Welcome to Tesla Motors Club
Discuss Tesla's Model S, Model 3, Model X, Model Y, Cybertruck, Roadster and More.
Register
This site may earn commission on affiliate links.
I suspect the release of FSD to everyone who bought or subscribed (in Nov, I think) without Safety Score, had more to do with the lawsuits, o_dowd, DMV and NHTSA actions.
Not sure why it would be related to any of this. I suspect it was about realizing revenue at a convenient time, and it being safe enough as implemented, based on data (of course we have no idea how safe it is (other than an upper limit), as there is not any data on it, but internally they know).

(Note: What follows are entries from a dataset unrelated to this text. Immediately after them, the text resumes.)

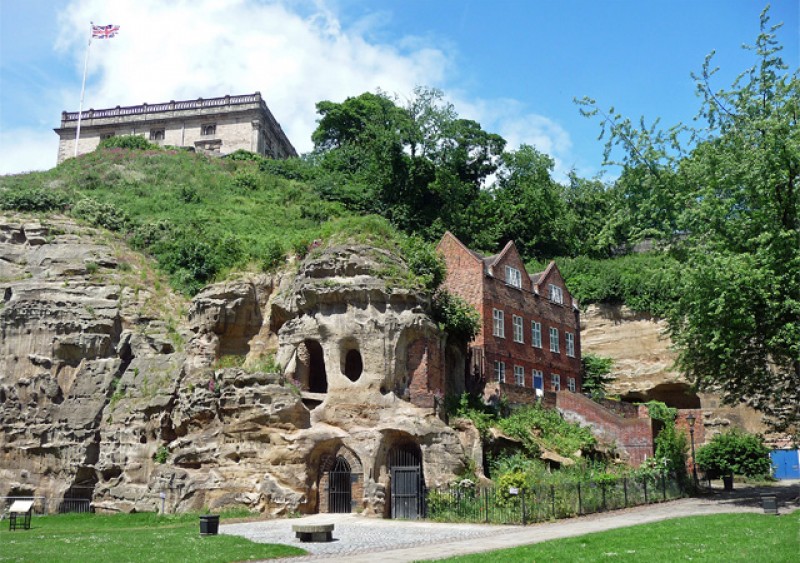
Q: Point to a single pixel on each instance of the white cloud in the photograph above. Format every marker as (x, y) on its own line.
(25, 150)
(517, 125)
(185, 50)
(295, 53)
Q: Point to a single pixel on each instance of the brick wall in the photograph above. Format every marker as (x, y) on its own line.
(524, 304)
(249, 126)
(633, 436)
(682, 425)
(357, 481)
(426, 370)
(464, 274)
(487, 291)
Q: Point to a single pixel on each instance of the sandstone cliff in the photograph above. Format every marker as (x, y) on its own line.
(644, 367)
(116, 390)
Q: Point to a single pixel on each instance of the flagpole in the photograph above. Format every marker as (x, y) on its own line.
(83, 89)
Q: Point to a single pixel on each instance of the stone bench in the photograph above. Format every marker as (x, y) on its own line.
(313, 532)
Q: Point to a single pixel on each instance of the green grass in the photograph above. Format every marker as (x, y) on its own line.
(200, 217)
(722, 537)
(128, 537)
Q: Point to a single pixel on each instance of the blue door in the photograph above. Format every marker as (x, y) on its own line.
(786, 463)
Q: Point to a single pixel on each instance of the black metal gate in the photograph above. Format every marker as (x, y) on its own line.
(340, 492)
(407, 483)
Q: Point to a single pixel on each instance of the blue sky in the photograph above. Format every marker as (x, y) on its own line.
(515, 66)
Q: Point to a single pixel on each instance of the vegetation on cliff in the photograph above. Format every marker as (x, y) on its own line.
(717, 204)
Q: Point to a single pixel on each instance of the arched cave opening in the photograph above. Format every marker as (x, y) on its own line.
(675, 395)
(317, 377)
(353, 365)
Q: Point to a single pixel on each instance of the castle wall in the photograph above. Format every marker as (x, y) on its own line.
(240, 122)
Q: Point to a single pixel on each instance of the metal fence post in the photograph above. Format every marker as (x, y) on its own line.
(603, 489)
(625, 489)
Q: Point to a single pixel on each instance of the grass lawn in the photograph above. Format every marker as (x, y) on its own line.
(128, 537)
(723, 537)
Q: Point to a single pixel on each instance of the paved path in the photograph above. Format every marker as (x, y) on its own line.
(359, 539)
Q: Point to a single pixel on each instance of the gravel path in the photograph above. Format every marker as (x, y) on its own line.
(355, 534)
(358, 539)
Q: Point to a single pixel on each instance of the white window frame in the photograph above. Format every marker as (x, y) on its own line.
(498, 323)
(500, 371)
(534, 374)
(554, 346)
(519, 331)
(556, 294)
(513, 277)
(519, 376)
(536, 334)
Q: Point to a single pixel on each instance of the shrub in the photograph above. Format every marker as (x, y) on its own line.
(671, 445)
(132, 142)
(553, 432)
(34, 199)
(595, 374)
(424, 262)
(161, 455)
(99, 214)
(246, 156)
(247, 180)
(455, 316)
(735, 453)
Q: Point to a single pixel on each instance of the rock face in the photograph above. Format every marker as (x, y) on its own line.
(127, 396)
(644, 367)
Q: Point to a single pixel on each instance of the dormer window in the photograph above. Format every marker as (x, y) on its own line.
(556, 294)
(513, 277)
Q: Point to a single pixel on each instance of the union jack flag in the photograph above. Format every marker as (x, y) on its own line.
(104, 31)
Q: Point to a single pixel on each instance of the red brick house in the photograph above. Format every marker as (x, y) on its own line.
(530, 335)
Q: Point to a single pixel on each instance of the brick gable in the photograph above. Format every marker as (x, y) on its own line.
(482, 282)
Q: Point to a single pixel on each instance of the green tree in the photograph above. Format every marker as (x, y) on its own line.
(420, 166)
(736, 321)
(735, 453)
(596, 370)
(530, 205)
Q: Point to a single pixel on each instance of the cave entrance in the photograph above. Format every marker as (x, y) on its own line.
(340, 487)
(353, 365)
(407, 483)
(317, 377)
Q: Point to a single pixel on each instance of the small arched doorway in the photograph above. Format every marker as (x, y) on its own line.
(340, 487)
(407, 482)
(317, 376)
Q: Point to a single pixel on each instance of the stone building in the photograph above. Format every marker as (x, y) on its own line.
(530, 335)
(215, 125)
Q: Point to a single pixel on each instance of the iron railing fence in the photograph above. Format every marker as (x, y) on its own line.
(45, 505)
(546, 502)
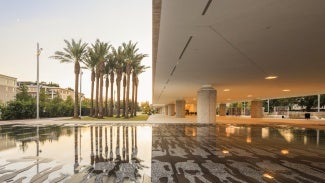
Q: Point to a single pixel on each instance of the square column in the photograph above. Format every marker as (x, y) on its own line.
(166, 110)
(180, 108)
(222, 110)
(257, 109)
(171, 109)
(206, 104)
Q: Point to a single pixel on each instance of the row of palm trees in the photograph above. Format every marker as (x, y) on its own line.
(106, 62)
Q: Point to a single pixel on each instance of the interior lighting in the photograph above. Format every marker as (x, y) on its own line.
(248, 140)
(225, 151)
(271, 77)
(266, 175)
(284, 151)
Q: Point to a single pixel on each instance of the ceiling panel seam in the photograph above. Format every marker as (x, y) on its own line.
(206, 7)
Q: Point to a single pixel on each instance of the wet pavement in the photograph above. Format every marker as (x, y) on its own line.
(161, 152)
(225, 153)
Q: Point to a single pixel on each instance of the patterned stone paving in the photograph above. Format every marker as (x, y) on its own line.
(210, 153)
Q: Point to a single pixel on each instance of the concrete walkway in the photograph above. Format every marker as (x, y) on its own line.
(312, 123)
(159, 118)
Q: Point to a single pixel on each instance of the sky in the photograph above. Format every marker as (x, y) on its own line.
(48, 22)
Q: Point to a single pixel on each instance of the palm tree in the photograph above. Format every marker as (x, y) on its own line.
(101, 50)
(119, 55)
(74, 52)
(91, 62)
(124, 90)
(109, 71)
(106, 92)
(130, 52)
(111, 62)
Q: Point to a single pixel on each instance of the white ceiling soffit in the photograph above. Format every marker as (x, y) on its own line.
(235, 44)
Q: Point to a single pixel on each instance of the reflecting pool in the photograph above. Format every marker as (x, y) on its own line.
(72, 153)
(226, 153)
(161, 152)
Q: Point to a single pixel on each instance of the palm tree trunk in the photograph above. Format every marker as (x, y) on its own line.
(101, 84)
(118, 85)
(92, 92)
(76, 84)
(106, 96)
(132, 103)
(128, 72)
(97, 93)
(136, 96)
(112, 94)
(124, 86)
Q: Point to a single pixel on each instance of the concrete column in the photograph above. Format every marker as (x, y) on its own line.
(257, 109)
(206, 104)
(222, 109)
(180, 108)
(171, 109)
(318, 103)
(166, 110)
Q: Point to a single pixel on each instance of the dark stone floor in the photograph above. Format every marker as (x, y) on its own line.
(213, 153)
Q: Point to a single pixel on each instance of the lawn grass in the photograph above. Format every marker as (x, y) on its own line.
(139, 117)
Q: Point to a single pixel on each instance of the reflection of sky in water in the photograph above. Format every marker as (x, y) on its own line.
(73, 149)
(66, 144)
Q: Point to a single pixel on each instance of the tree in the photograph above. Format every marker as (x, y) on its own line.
(74, 52)
(101, 50)
(119, 56)
(111, 64)
(130, 51)
(23, 94)
(91, 62)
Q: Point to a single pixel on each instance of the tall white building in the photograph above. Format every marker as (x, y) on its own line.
(8, 89)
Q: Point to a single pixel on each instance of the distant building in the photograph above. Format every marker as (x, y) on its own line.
(51, 90)
(8, 89)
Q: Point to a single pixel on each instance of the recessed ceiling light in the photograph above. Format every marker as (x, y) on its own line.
(266, 175)
(225, 151)
(284, 151)
(271, 77)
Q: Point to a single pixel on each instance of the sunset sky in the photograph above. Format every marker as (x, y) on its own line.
(24, 23)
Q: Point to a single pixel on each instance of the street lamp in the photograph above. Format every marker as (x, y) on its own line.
(80, 97)
(38, 52)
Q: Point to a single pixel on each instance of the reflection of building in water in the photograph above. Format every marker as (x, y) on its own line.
(190, 131)
(112, 156)
(6, 143)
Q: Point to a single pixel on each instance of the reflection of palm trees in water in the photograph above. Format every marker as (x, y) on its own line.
(76, 164)
(91, 146)
(96, 143)
(100, 143)
(120, 167)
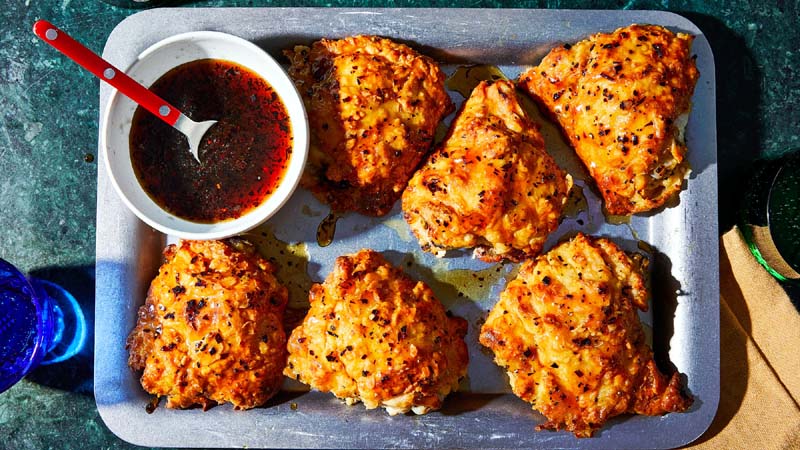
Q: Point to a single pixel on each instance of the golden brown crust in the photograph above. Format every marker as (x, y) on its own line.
(375, 335)
(210, 331)
(567, 331)
(373, 107)
(491, 185)
(622, 99)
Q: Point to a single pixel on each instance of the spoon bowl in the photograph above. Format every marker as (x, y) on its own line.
(147, 68)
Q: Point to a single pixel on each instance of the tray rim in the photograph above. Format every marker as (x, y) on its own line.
(106, 412)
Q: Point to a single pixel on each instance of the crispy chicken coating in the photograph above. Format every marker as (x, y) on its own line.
(375, 335)
(210, 331)
(373, 106)
(622, 100)
(567, 331)
(490, 185)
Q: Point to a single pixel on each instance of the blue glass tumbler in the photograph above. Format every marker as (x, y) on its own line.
(40, 323)
(770, 217)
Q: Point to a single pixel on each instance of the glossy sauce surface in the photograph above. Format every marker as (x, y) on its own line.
(243, 157)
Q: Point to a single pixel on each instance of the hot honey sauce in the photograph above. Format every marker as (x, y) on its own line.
(243, 157)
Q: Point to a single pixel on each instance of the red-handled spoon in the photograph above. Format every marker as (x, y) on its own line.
(102, 69)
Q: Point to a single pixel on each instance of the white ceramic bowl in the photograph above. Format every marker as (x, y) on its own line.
(149, 67)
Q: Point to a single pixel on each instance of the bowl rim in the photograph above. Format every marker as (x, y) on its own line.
(299, 156)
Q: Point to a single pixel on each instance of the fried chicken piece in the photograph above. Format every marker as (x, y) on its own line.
(491, 185)
(210, 331)
(373, 106)
(622, 100)
(375, 335)
(567, 331)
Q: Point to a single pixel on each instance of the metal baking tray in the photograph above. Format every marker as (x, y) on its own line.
(681, 241)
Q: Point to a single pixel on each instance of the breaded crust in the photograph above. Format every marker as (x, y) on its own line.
(567, 331)
(490, 185)
(622, 100)
(373, 107)
(210, 331)
(375, 335)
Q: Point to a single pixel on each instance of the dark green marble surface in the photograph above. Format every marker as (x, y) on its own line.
(48, 172)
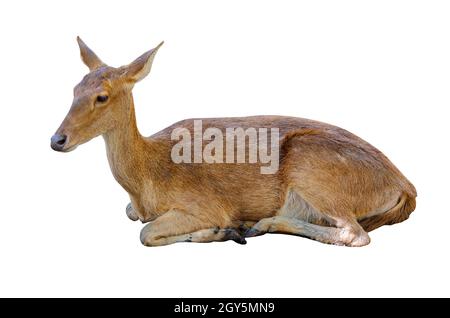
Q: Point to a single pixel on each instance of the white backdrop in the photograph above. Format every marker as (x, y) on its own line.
(380, 69)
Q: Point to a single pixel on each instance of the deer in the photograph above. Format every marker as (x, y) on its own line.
(331, 186)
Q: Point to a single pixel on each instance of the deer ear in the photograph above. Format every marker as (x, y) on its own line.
(88, 56)
(140, 67)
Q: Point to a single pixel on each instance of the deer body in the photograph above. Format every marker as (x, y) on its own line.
(331, 185)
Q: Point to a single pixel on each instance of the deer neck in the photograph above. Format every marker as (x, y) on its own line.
(125, 148)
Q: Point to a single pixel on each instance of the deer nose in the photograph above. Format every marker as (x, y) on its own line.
(58, 142)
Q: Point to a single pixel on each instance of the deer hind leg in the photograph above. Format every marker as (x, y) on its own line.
(349, 234)
(174, 227)
(298, 217)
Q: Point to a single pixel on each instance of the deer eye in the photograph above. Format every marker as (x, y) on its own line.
(102, 98)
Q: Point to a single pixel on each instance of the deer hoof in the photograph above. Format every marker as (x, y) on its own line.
(130, 213)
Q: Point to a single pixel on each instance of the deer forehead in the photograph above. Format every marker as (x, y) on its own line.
(96, 81)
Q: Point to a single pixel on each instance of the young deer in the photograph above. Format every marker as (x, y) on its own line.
(331, 185)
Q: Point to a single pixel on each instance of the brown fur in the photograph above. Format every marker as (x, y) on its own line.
(344, 184)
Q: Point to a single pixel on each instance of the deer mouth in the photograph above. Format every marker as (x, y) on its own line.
(61, 143)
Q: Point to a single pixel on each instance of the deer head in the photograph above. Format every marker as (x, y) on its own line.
(102, 100)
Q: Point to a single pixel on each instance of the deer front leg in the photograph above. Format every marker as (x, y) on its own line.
(175, 226)
(131, 213)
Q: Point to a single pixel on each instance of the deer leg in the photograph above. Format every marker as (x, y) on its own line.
(131, 213)
(175, 226)
(348, 233)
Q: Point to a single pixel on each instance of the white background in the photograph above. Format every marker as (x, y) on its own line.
(380, 69)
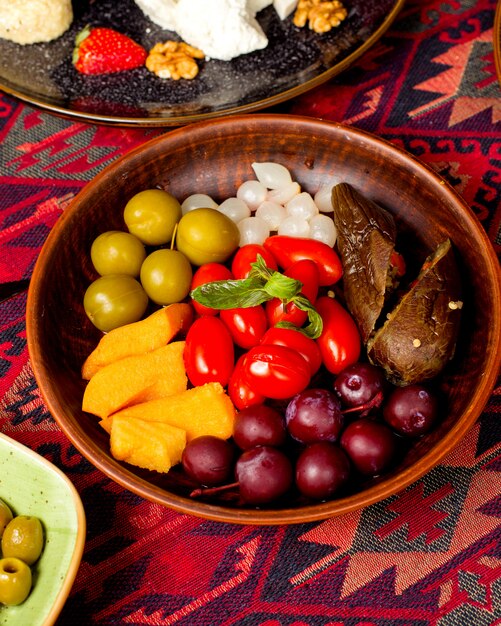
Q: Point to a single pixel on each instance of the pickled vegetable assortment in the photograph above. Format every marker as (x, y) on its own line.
(306, 365)
(22, 542)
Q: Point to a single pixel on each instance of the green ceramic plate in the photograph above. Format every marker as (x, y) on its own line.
(31, 485)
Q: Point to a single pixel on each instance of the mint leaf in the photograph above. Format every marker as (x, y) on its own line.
(260, 270)
(315, 326)
(282, 287)
(231, 294)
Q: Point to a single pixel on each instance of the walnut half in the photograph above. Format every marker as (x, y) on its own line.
(321, 16)
(174, 59)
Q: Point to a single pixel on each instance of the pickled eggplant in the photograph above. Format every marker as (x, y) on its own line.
(419, 336)
(366, 242)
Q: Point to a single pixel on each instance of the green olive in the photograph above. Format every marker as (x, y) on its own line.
(151, 215)
(117, 252)
(207, 236)
(15, 581)
(166, 276)
(5, 516)
(114, 300)
(23, 538)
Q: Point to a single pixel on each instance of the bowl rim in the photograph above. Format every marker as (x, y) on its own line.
(81, 527)
(65, 111)
(318, 511)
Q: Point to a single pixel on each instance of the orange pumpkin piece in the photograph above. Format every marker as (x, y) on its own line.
(204, 410)
(150, 445)
(146, 335)
(136, 379)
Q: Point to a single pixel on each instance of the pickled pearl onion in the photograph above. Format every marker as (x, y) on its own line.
(252, 192)
(284, 194)
(253, 230)
(272, 175)
(272, 213)
(294, 226)
(302, 205)
(322, 228)
(235, 209)
(197, 201)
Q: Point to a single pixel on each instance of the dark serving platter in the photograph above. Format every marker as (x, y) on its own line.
(294, 61)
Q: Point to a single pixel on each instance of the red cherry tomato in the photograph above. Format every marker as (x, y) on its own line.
(305, 271)
(299, 342)
(241, 393)
(288, 250)
(209, 351)
(246, 325)
(339, 342)
(208, 273)
(275, 371)
(246, 255)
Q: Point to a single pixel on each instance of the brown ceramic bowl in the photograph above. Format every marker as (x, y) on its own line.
(214, 157)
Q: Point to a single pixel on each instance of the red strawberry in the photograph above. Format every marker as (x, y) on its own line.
(105, 51)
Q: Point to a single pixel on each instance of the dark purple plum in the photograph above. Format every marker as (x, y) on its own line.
(370, 445)
(209, 460)
(264, 474)
(359, 385)
(411, 410)
(314, 415)
(321, 470)
(259, 425)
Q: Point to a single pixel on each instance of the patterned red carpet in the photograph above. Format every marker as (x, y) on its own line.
(430, 556)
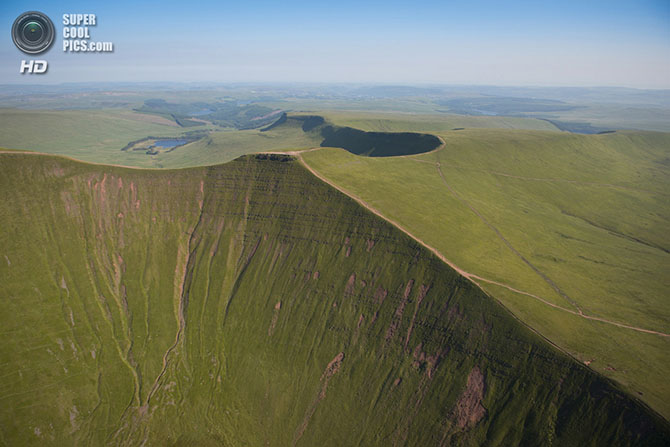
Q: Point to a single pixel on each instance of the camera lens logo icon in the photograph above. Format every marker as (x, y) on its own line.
(33, 32)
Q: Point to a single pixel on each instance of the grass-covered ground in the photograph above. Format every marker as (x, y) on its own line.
(99, 135)
(578, 221)
(252, 304)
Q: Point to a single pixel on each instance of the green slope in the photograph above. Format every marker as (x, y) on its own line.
(251, 304)
(579, 221)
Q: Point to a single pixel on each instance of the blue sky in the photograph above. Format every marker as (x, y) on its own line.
(549, 43)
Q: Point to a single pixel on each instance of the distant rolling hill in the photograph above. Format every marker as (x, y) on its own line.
(251, 304)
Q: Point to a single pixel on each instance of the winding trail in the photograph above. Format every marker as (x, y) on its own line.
(475, 279)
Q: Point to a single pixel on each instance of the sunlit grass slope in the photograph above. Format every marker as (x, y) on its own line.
(581, 222)
(251, 304)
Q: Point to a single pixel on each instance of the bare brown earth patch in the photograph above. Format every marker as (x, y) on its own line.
(275, 317)
(349, 288)
(469, 409)
(332, 369)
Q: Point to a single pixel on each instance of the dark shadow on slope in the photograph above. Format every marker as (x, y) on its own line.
(360, 142)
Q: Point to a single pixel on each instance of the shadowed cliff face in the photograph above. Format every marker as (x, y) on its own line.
(251, 304)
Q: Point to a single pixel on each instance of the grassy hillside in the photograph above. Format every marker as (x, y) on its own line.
(251, 304)
(580, 222)
(91, 135)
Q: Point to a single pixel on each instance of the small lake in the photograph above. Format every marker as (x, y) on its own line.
(170, 143)
(201, 112)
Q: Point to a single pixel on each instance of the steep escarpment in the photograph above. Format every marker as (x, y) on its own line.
(360, 142)
(251, 304)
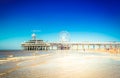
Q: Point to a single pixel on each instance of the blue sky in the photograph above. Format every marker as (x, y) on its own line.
(85, 20)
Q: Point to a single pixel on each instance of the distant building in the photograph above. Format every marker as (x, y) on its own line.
(35, 44)
(66, 44)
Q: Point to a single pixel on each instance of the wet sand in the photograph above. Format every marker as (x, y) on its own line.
(64, 65)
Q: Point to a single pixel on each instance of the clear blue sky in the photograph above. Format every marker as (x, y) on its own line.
(90, 20)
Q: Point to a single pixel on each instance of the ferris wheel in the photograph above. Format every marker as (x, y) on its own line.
(64, 36)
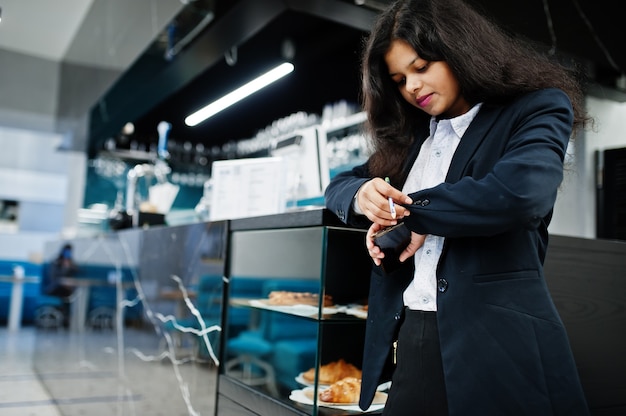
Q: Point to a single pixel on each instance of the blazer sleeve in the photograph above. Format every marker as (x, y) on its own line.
(341, 191)
(508, 170)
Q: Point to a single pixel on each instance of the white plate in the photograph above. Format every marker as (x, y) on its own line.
(305, 396)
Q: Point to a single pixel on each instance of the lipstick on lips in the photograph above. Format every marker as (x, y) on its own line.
(423, 101)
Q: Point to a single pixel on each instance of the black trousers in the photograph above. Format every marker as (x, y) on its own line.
(418, 386)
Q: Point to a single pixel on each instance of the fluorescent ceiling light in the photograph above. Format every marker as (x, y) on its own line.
(239, 94)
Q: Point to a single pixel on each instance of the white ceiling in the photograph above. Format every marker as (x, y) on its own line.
(42, 28)
(106, 33)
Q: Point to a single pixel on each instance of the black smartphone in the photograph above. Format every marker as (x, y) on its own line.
(392, 241)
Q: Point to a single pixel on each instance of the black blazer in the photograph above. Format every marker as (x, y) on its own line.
(505, 350)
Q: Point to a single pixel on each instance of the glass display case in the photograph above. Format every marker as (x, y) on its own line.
(295, 316)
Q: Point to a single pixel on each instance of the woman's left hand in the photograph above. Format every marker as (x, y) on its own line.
(417, 240)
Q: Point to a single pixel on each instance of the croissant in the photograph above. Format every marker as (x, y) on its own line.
(332, 372)
(346, 390)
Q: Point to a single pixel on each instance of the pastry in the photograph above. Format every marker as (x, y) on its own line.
(346, 390)
(332, 372)
(283, 297)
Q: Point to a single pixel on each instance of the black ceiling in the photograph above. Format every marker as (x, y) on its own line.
(327, 35)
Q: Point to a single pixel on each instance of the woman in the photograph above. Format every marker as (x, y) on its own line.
(471, 126)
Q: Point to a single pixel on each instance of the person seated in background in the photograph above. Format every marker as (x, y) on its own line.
(62, 266)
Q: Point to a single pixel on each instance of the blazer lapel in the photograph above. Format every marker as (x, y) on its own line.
(471, 140)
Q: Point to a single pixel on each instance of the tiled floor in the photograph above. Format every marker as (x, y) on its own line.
(21, 392)
(60, 373)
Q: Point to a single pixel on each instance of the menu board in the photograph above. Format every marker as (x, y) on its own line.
(247, 188)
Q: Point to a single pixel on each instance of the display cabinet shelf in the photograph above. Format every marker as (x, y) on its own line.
(297, 293)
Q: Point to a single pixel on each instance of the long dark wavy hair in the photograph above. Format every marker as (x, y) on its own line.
(490, 64)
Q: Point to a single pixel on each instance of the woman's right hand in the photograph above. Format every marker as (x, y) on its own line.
(373, 199)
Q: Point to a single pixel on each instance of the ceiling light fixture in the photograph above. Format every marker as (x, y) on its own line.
(239, 94)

The challenge will be keeping it safe enough, and performance with the edge cases (which of course there are not nearly enough miles to find yet).
 
Last edited:
  • Like
Reactions: EVNow
Starting to roll?

SmartSelect_20230319_091206_Firefox.jpg
 
I don't know which piece of this equation is still using traditional code over neural networks, but I guess this tweet means there's more yet to switch over:

Seems like getting rid of the human-engineered vector space is gonna be the next big barrier that has to come down. If I was forced to drive using only vector space it would be terrifying and bad. It should be vision -> control with no human understandable features in the middle.
 
Seems like getting rid of the human-engineered vector space is gonna be the next big barrier that has to come down. If I was forced to drive using only vector space it would be terrifying and bad. It should be vision -> control with no human understandable features in the middle.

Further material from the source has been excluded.